Education is becoming more and more exciting as a result of new technologies. Computers continue to revolutionize education and anyone who has seen what is available in the way of educational apps is sure to agree that it really is a great time to be a student!  There are numerous apps for education and it can be a little overwhelming in deciding how to find them and what to use.  There are many apps to support special needs learning as well as literacy, numeracy, languages, social skills and so on.  I must say, that there seems to be an incredible number of apps for younger learners.   After that, although there may be apps to support learning (such as text to speech), I am seeing a lack of resources for older students with learning difficulties.  No doubt the market will continue to evolve.  Below I’ve listed some of my favourite places to find educational apps.

Special Needs Apps for Kids (SNAPPS) is an amazing site made up of a community of parents, teachers, doctors and therapists sharing information on how they are using apps with special needs kids. This is an easy to navigate site drop down menus to enable search for specific needs.

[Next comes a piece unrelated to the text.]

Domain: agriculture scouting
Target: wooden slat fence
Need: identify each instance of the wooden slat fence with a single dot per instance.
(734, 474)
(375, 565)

Special needs apps for kids


 Smart Apps for Kids  Lots of apps on here are free for trial – usually for a limited time – usually an hour or two.  A great way to look at apps before purchasing.  Most of them do seem to be for younger children.

Appitic: This is a directory of apps for education by Apple Distinguished Educators (ADEs) for teaching and learning.  The site is easy to navigate and is extremely well organised under key learning areas as well as categories for Blooms Taxonomy and Multiple Intelligences.

Apps for children with special needs: alphabetical listing and information about all suitable apps

Ipad curriculum: is a great site which will enable a search for suitable app via subject, grade level, price and Blooms Taxonomy. A comprehensive review is given for each app.

Apps in Education: apps categorized under KLAs with great reviews.

Apps for literacy support Spectronics comprehensive list of apps to support literacy.

Ipad and Ipod resources for education: comprehensive listing of apps according to subject area.

Spectronics apps for education: Spectronics blog of Australian, NZ and many others.

Ipads for learning: Apps categorised into subjects for easy searching.

Gerry Kennedy, Spectronics, Ipads in SEN, is an excellent read with tips and ideas for using ipads in special education.

Stories alive

Moonbot studio has created the coolest e-book (ipad app) with their vision of futuristic books and stories: The Fantastic Flying Books of Mr. Morris Lessmore ($4.99).   With 30 awards for this creation,  the app is a mixture of animation, film and reading that come alive (touch the screen as you turn the pages).  With several other projects in the making by Moonbot, they sure are  leading the way in e-books of the 21st century.   Also included with the app is a video story of the book and a video of how the book was made.   In an age where reading hard copies of books is lessening, this story reawakens the value of books and story telling.  A superb literacy app for reluctant readers of all ages, which captures, entertains and enthralls throughout.  I can’t wait for future releases.


The Fantastic Flying Books of Mr Morris Lessmore Trailer from Moonbot Studios on Vimeo.

Another of my favourite e-books (for older readers) is Byooks The Adventure of the Speckled Band (Sherlock Holmes) ($1.99) which again uses animation to bring the story alive by incorporating pictures, animation and sound. As the pages are turned, the reader’s immersion is heightened with graphic enhancements.  With text-to-speech embedded, the story can be enjoyed by older readers to  experience the enjoyment of story-telling.  Byooks have also released another e-book, Little Fear which is free!